The nonprofit Lobster Institute helped design the mooring, which has multiple holes of various sizes that pass from one side of the mooring through to the other. American Concrete in Veazie fabricated the mooring deployed in Seal Harbor.

The idea behind the specialized mooring is to provide places for young lobsters to hide from predators, according to Stewart Hardison, founder and principal of Wind Reef Group. He said that though there already is a lot of existing habitat for lobster, under rocks and even other types of moorings, having additional habitat can only help.

Lobster stocks in the Gulf of Maine are believed to be robust, but about 15 percent of lobsters in the gulf are believed to wander continuously between rocks and crevices, looking for places to hide, Hardison said. These lobsters don’t reproduce because they are focused on trying to find shelter, he said.

“Right now, the Maine lobster population is doing OK, but things could change very fast,” Hardison said. He noted that regulators last week considered a five-year ban on lobster fishing south of Cape Cod because of the low numbers of lobsters there.
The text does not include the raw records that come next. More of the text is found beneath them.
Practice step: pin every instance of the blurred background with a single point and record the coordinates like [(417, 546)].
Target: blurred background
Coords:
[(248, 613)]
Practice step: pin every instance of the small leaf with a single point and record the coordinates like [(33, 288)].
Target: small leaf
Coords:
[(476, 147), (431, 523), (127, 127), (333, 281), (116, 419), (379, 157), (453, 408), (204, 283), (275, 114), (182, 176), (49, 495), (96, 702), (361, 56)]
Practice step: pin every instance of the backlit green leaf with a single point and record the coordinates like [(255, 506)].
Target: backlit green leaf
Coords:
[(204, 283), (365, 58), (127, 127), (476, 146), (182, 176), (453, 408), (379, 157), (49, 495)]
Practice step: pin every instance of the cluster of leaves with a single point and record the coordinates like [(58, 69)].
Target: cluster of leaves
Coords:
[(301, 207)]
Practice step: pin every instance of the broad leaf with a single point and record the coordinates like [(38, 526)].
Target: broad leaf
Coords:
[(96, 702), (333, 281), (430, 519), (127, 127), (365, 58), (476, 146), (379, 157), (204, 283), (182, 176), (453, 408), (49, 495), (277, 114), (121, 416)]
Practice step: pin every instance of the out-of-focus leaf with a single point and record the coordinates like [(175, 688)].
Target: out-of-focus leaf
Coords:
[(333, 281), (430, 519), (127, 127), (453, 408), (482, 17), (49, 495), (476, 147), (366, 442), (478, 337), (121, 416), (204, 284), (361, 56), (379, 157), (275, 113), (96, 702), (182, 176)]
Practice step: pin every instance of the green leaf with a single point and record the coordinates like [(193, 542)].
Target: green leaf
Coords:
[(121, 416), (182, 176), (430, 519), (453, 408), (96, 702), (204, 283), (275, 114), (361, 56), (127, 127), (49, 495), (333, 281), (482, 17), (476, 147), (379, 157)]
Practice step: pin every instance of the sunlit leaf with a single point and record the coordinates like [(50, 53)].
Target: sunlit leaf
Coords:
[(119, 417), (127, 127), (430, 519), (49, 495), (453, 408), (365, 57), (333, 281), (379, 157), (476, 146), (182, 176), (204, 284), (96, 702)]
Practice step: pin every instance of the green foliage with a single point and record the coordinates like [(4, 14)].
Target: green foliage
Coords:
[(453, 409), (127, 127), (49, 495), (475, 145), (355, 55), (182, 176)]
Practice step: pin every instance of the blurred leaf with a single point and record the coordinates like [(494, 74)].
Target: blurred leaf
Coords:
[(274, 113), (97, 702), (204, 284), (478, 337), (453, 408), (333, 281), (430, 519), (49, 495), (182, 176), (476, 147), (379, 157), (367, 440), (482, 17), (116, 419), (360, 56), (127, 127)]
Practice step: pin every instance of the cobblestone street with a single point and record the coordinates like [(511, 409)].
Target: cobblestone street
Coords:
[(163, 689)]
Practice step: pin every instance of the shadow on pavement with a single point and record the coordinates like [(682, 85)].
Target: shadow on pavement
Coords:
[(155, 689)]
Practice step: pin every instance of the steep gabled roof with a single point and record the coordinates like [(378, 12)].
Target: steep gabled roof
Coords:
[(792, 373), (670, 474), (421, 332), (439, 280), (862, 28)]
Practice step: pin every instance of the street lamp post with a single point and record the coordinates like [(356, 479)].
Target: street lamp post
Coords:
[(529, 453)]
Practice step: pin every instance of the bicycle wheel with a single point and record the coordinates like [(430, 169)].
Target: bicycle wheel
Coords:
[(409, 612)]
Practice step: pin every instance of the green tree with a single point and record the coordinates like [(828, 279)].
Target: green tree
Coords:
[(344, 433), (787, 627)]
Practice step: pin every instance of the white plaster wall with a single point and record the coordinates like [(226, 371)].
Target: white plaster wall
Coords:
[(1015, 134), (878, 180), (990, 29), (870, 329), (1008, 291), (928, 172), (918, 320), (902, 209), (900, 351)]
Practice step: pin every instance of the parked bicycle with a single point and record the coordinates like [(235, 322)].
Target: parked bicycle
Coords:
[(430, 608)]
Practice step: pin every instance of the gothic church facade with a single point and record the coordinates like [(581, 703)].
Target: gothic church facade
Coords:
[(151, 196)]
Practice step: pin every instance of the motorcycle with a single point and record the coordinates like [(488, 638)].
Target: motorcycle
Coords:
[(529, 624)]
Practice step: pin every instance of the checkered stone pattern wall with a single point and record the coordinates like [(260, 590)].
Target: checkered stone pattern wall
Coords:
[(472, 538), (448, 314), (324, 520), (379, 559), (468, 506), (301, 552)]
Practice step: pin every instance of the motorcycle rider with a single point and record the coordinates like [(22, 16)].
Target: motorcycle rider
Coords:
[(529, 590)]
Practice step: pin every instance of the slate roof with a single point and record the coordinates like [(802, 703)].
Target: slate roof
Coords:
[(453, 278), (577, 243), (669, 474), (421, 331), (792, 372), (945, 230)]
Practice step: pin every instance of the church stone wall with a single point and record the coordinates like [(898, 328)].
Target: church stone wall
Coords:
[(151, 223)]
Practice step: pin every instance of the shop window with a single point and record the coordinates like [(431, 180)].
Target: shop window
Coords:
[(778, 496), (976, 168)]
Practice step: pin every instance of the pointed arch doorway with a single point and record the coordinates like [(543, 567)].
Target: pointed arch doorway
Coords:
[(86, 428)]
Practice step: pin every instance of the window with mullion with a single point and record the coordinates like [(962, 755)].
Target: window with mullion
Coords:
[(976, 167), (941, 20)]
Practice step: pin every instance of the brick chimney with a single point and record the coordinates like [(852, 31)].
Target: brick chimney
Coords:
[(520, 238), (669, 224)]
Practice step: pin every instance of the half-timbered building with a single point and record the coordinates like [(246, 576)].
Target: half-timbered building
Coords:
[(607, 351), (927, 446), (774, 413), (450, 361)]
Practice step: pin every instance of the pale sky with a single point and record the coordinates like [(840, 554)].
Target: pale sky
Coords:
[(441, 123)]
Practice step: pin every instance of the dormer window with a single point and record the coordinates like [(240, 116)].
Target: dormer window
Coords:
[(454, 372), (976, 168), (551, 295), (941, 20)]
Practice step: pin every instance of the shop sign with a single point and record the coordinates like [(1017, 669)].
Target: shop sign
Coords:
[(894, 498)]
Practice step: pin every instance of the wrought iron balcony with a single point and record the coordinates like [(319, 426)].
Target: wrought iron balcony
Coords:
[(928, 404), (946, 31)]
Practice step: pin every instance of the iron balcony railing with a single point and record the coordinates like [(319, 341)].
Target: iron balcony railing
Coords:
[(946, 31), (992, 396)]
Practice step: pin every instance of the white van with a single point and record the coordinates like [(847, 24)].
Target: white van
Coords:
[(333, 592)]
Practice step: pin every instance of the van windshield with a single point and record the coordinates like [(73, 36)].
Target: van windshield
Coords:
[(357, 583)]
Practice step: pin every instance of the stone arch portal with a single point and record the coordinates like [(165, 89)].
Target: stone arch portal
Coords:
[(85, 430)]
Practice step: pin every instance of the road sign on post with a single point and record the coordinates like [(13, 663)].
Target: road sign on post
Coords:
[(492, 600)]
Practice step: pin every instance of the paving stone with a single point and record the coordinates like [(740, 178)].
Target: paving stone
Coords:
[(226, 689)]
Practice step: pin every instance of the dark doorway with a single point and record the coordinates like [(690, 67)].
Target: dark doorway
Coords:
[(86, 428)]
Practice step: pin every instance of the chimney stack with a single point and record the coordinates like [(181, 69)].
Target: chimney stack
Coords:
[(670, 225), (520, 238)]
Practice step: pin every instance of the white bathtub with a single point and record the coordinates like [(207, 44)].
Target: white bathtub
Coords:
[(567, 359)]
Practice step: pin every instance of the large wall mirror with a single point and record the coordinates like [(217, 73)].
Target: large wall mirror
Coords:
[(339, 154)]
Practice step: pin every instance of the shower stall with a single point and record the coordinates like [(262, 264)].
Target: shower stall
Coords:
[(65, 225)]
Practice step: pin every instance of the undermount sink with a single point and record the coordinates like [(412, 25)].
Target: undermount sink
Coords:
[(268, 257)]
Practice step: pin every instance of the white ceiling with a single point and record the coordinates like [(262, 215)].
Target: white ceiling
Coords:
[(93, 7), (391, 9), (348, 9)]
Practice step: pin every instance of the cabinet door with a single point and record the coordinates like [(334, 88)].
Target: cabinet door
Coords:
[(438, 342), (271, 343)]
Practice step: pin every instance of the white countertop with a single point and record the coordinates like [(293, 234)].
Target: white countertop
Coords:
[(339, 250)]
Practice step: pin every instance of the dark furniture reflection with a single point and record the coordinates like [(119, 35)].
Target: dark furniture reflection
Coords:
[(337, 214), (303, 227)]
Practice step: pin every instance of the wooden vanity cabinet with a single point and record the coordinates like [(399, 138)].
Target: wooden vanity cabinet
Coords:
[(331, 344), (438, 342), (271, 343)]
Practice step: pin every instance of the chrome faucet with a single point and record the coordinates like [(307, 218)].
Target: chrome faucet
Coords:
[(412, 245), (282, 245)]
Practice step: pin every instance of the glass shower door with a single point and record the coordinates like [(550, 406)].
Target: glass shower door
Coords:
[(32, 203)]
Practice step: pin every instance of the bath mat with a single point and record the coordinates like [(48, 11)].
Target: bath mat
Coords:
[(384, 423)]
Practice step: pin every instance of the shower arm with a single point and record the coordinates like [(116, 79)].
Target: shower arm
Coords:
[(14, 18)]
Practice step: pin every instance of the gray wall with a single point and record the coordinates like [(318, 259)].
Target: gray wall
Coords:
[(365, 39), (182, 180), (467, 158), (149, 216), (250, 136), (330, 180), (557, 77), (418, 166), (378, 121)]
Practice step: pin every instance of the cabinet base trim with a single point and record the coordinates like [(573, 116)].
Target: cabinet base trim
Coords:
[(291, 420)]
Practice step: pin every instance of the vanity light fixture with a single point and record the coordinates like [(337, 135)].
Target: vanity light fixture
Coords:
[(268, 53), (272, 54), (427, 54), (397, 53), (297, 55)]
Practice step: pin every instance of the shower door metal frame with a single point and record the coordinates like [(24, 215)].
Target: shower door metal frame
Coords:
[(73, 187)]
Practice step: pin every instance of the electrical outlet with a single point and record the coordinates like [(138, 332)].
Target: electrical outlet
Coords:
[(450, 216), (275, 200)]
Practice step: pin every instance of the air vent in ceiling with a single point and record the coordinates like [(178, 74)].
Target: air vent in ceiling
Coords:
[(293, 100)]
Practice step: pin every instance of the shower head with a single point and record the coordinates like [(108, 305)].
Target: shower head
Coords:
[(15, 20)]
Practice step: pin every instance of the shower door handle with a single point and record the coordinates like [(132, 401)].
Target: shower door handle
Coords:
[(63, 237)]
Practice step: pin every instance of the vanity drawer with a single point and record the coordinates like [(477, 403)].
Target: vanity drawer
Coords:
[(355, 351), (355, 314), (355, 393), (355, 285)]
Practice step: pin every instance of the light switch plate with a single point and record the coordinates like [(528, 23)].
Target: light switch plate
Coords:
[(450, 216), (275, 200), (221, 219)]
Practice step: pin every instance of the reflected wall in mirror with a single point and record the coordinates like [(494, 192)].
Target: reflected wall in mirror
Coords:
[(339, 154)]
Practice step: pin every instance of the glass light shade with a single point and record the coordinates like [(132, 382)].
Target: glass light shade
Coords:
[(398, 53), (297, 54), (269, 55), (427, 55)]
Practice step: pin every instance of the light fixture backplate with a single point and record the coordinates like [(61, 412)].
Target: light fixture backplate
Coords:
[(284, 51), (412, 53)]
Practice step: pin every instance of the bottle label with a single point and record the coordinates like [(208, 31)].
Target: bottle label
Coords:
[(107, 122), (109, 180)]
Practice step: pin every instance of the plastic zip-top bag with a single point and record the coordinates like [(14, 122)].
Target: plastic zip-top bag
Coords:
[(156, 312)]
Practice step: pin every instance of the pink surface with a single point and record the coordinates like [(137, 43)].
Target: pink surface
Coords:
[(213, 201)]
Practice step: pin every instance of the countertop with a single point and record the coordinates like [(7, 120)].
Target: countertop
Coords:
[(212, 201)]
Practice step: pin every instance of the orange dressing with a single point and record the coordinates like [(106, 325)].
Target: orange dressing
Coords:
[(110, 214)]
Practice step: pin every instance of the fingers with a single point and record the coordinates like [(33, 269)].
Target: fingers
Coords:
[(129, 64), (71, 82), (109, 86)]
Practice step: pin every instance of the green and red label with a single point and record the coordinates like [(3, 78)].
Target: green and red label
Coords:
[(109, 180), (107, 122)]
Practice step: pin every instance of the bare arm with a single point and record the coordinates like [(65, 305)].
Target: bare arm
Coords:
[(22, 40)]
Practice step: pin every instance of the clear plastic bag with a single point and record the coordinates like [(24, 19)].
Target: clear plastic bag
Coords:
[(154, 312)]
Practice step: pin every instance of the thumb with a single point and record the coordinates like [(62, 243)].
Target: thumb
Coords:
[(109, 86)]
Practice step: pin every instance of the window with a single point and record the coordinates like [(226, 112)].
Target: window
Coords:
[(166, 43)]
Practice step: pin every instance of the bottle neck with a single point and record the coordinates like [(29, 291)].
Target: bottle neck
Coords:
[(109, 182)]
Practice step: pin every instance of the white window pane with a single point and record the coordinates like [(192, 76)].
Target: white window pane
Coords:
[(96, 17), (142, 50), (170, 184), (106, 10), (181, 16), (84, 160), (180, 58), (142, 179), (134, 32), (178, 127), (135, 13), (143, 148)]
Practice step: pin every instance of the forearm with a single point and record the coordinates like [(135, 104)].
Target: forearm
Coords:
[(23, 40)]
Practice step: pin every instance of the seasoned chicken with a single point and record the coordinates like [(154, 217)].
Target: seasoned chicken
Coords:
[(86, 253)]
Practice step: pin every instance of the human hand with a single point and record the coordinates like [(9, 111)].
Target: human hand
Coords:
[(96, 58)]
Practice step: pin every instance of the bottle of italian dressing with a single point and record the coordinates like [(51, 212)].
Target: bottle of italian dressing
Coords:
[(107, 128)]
More than 90 percent of lobsters caught in the United States comes from the Gulf of Maine. In Maine alone last year, commercial fishermen caught 75 million pounds of lobster worth more than $220 million.

Sean Murphy, Mount Desert’s harbormaster, was on hand Wednesday to weigh in on the use of the special mooring in one of the local harbors.

“I think it’s neat,” Murphy said. “Obviously, something is going to make a home in it.”

Ian Bricknell, a UMaine aquaculture biology professor who is assisting Wind Reef Group with its research, said that although the mooring design is particularly geared toward providing habitat for younger lobsters, it also could provide habitat for other species such as kelp, fish or algae. Use of such moorings could help boost not only the lobster population but in-shore biodiversity, too, he said.

“If each one of these [boats had a habitat mooring], it probably would increase the lobster population by 200 or 300,” he said of the dozens of boats in Seal Harbor.

Bayer said the holes in the mooring are geared toward sheltering smaller lobsters that are more prone to predation. He said that, with biodegradable screens placed over the hole openings, the mooring could be used as habitat for very young or “seed” lobsters.

“[Big reproducing lobsters] don’t need the shelter,” Bayer said. “It’s the little guys that do. As I look at it, you can’t have too much [habitat].”

A UM graduate student is expected to regularly monitor the mooring starting this fall to see how effective it is in providing shelter for smaller lobsters and other species, Bayer said.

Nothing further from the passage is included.